We have code which accepts Swift container as a storage of job binaries, here:
https://github.com/openstack/sahara/blob/93b79027acd659bf007cdd7f5f79785c0c86adf3/sahara/service/edp/binary_retrievers/internal_swift.py#L54
It is expected that we will take all the files inside container as job binaries. But the code does not work. The following exception occurs at a later stage:
2014-04-11 13:33:39.680 61774 TRACE sahara.context Traceback (most recent call last):
2014-04-11 13:33:39.680 61774 TRACE sahara.context File "/Users/dmitryme/projects/elastic-hadoop/sahara/sahara/context.py", line 124, in _wrapper
2014-04-11 13:33:39.680 61774 TRACE sahara.context func(*args, **kwargs)

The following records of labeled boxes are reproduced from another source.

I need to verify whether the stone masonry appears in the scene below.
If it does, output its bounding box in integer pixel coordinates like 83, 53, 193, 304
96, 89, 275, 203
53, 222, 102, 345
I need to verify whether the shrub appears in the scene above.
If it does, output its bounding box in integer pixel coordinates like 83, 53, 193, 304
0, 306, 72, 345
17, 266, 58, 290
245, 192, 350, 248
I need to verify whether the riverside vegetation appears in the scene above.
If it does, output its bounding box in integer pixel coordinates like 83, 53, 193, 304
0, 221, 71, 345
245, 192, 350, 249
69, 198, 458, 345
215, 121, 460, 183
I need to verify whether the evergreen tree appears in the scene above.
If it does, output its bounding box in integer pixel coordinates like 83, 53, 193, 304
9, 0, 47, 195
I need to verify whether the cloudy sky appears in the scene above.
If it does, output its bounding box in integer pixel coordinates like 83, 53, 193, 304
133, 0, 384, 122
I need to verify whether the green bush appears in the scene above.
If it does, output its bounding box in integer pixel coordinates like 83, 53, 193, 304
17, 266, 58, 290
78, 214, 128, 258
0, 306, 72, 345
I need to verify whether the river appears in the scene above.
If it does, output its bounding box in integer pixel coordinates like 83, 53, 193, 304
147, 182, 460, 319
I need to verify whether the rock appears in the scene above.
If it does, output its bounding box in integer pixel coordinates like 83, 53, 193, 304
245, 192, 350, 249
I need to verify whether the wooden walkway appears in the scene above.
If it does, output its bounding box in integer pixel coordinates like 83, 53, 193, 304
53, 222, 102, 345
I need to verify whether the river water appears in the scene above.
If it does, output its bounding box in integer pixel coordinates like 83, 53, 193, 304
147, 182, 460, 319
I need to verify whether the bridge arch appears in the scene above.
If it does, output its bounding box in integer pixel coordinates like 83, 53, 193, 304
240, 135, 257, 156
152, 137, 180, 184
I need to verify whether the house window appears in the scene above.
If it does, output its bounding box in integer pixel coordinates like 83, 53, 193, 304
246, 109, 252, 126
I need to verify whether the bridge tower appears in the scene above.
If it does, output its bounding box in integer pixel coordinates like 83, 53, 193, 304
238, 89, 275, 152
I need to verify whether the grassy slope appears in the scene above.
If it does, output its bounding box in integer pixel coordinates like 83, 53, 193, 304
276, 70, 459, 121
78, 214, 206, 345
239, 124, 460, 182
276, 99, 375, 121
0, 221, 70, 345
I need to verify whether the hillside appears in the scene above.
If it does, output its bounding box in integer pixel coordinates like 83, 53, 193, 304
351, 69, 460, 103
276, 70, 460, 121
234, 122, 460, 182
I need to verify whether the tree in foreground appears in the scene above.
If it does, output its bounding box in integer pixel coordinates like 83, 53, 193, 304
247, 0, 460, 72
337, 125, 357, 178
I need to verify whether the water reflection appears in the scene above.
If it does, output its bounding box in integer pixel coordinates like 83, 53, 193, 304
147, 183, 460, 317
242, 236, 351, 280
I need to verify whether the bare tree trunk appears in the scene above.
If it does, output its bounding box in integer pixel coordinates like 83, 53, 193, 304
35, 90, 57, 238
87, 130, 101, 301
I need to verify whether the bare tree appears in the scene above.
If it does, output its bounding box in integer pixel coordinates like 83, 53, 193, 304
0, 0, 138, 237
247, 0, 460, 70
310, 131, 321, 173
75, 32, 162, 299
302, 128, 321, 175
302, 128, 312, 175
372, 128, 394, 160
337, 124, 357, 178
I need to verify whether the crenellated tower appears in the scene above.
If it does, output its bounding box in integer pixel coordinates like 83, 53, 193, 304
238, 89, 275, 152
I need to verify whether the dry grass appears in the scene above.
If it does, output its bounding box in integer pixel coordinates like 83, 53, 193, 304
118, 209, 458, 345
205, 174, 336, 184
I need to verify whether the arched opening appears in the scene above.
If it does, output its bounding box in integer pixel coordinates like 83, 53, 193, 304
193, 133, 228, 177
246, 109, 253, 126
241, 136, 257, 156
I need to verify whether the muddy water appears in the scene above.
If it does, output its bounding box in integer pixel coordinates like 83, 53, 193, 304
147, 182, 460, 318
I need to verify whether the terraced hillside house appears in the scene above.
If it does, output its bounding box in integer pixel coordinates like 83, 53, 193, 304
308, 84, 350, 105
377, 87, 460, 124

2014-04-11 13:33:39.680 61774 TRACE sahara.context File "/Users/dmitryme/projects/elastic-hadoop/sahara/sahara/service/edp/job_manager.py", line 144, in run_job
2014-04-11 13:33:39.680 61774 TRACE sahara.context upload_job_files(oozie_server, wf_dir, job, hdfs_user)
2014-04-11 13:33:39.680 61774 TRACE sahara.context File "/Users/dmitryme/projects/elastic-hadoop/sahara/sahara/service/edp/job_manager.py", line 194, in upload_job_files
2014-04-11 13:33:39.680 61774 TRACE sahara.context hdfs_user)
2014-04-11 13:33:39.680 61774 TRACE sahara.context File "/Users/dmitryme/projects/elastic-hadoop/sahara/sahara/service/edp/hdfs_helper.py", line 30, in put_file_to_hdfs
2014-04-11 13:33:39.680 61774 TRACE sahara.context r.write_file_to('/tmp/%s' % file_name, file)
2014-04-11 13:33:39.680 61774 TRACE sahara.context File "/Users/dmitryme/projects/elastic-hadoop/sahara/sahara/utils/ssh_remote.py", line 371, in write_file_to
2014-04-11 13:33:39.680 61774 TRACE sahara.context self._run_s(_write_file_to, timeout, remote_file, data, run_as_root)
2014-04-11 13:33:39.680 61774 TRACE sahara.context File "/Users/dmitryme/projects/elastic-hadoop/sahara/sahara/utils/ssh_remote.py", line 428, in _run_s
2014-04-11 13:33:39.680 61774 TRACE sahara.context return self._run_with_log(func, timeout, *args, **kwargs)
2014-04-11 13:33:39.680 61774 TRACE sahara.context File "/Users/dmitryme/projects/elastic-hadoop/sahara/sahara/utils/ssh_remote.py", line 334, in _run_with_log
2014-04-11 13:33:39.680 61774 TRACE sahara.context return self._run(func, *args, **kwargs)
2014-04-11 13:33:39.680 61774 TRACE sahara.context File "/Users/dmitryme/projects/elastic-hadoop/sahara/sahara/utils/ssh_remote.py", line 425, in _run
2014-04-11 13:33:39.680 61774 TRACE sahara.context return procutils.run_in_subprocess(self.proc, func, args, kwargs)
2014-04-11 13:33:39.680 61774 TRACE sahara.context File "/Users/dmitryme/projects/elastic-hadoop/sahara/sahara/utils/procutils.py", line 52, in run_in_subprocess
2014-04-11 13:33:39.680 61774 TRACE sahara.context raise SubprocessException(result['exception'])
2014-04-11 13:33:39.680 61774 TRACE sahara.context SubprocessException: TypeError: Expected unicode or bytes, got {'edp-lib.jar': '<binary data here>'}
I think we should consider enhancing getting binaries from container to allow getting all binaries with some prefix.
There is a secondary issue here, too, which maybe can be handled in the same bug. If the path does not exist, Sahara gets an exception when it tries to make the HEAD request to swift. An invalid path should be handled and the job execution should be moved to "KILLED".